Por mucho que intentemos incorporar todos los novismos del mundo mundial, es difícil sustraerse al historicismo. Es más, hasta su forzada elusión forma parte del juego de la continuidad. Los romanos, con la damnatio memoriae, pretendieron imponer la condena del olvido a próceres caídos en desgracia, rayando su inscripción para burlar la traza de la memoria. Pero ello no es más que un divertimento para los historiadores, un hueco en las crónicas que indica la cercanía de la devastación.
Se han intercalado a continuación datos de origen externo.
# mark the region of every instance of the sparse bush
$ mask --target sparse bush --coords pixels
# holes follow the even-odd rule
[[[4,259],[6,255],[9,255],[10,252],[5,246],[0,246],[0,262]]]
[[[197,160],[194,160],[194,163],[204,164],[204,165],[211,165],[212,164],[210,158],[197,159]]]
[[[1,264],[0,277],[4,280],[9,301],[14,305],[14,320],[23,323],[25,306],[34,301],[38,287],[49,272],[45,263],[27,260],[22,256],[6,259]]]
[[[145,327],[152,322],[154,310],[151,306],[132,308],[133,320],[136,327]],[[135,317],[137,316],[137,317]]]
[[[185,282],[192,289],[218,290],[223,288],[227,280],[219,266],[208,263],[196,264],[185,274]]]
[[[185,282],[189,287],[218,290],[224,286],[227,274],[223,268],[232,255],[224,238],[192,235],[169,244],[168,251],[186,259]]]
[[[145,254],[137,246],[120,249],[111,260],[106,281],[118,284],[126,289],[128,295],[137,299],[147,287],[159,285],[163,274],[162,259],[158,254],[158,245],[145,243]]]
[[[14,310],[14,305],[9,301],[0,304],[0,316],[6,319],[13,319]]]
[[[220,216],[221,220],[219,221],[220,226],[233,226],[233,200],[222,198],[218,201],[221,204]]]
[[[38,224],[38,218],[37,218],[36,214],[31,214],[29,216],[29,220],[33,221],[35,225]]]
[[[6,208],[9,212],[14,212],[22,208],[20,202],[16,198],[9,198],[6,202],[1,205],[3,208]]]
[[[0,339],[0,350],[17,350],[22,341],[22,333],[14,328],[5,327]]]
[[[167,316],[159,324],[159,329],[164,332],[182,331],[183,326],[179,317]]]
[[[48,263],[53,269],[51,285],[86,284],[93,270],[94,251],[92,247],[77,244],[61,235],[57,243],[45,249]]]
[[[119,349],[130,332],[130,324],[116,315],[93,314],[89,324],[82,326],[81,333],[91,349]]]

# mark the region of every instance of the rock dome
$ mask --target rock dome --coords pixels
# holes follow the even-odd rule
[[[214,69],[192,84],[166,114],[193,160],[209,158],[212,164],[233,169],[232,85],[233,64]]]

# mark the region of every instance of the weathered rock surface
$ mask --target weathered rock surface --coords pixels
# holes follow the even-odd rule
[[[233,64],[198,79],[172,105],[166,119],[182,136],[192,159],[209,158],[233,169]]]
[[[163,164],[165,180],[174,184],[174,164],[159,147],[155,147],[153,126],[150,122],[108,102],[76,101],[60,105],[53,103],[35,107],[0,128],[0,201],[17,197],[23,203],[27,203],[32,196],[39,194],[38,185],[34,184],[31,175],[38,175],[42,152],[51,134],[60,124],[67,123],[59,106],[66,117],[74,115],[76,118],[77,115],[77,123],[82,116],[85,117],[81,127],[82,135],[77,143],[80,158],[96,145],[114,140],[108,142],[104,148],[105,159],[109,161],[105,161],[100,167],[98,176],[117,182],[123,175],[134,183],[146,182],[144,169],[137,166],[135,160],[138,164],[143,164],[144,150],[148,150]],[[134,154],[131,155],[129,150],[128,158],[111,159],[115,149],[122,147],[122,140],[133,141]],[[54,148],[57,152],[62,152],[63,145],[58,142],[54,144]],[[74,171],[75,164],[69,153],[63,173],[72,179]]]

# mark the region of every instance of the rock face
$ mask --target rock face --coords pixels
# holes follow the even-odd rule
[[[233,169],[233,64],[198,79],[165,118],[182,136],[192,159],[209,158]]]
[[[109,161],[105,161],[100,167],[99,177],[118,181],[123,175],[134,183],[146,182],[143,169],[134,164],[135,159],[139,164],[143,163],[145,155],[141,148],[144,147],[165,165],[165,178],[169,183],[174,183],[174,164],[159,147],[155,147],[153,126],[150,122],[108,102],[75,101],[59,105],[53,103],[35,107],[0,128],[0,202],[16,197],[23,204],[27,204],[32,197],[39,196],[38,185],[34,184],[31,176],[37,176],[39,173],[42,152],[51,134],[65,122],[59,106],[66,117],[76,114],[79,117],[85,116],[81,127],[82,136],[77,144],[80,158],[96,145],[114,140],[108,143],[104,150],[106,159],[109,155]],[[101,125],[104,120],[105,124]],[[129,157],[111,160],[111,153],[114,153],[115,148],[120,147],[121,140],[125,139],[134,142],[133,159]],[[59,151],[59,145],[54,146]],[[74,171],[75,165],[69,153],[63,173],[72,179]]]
Quién puede, pues, sustraerse a la plástica de la última instantánea en la Sixtina. El Papa Francisco rodeado de los líderes europeos. Un Pontífice revestido de la doble rebeldía de los jesuitas y de las tierras australes, defendiendo el corazón de Europa. Con el trasfondo del Juicio Final de Buonarotti, Bergloglio habría arrancado una mueca de maledicencia a Julio II, viendo que su obra no solo congregaría por los siglos de los siglos los cónclaves de sus sucesores, sino que el Sacro Imperio se transformaba como la energía, pero mantenía la constante del progreso y la convulsión. Y para cuadrar otra constante universal, en la audiencia papal faltaba aquella Inglaterra que apostató de Roma por un febril casamiento. Sesenta años de la firma de aquellos venerados Padres fundadores. Y aunque Bergoglio no es León X y Marine Le Pen nunca se asociaría con la iconoclasia de Atila, la líder francesa también pretende acabar con esta Europa, aunque acaso también se plante en las puertas de la Ciudad Eterna.

Aquí no hemos tenido Sacro Imperio Germánico; tal vez una suerte de Liga hanseática; un conglomerado de perfiles e intereses muy contrapuestos --no había más que observar el lenguaje corporal de Eduardo Madina--, pero que sumaban una causa común. Que la unión hace la fuerza sea un lema añejísimo, no significa que se haya dejado de practicar. Si el güisqui se fabricase en una destilería de cinismo, ríanse ustedes de la malta escocesa en comparación con la añada que hubiera salido de los pensamientos abstraídos de la primera fila del Pabellón IX. Pero allí había una causa, o mejor un exvoto común, de nombre Susana. La presidenta de la Junta ha dado el gran salto, y ha hecho bien en robustecerse con la Historia, en testimoniar que porta la llama del socialismo, indicando, sobre todo a uno de los candidatos, su condición de réprobo. Al igual que las apelaciones del Santo Padre a las costuras del Continente, el PSOE necesita la fortaleza de la cohesión para llegar a alcanzar alguna vez los nuevos viejos tiempos. Quizá no sea suficiente con la estela matriarcal de la señora del Sur, pues el lenguaje de esta Baviera con campos de olivos chirría en otras latitudes que desde hace tiempo se hicieron narcisas en su identidad. Susana Díaz no ha dado ese paso adelante hasta que le han pertrechado con buenas dosis de fortaleza y poder, pero ni siquiera con esas condiciones el futuro está escrito. Le falta recuperar el temple de los desfavorecidos, y actualizar ese sustrato progresista que sigue borbollando en los tuétanos de este país. Solo queda aguardar soluciones que encaucen buenas alternativas de gobierno.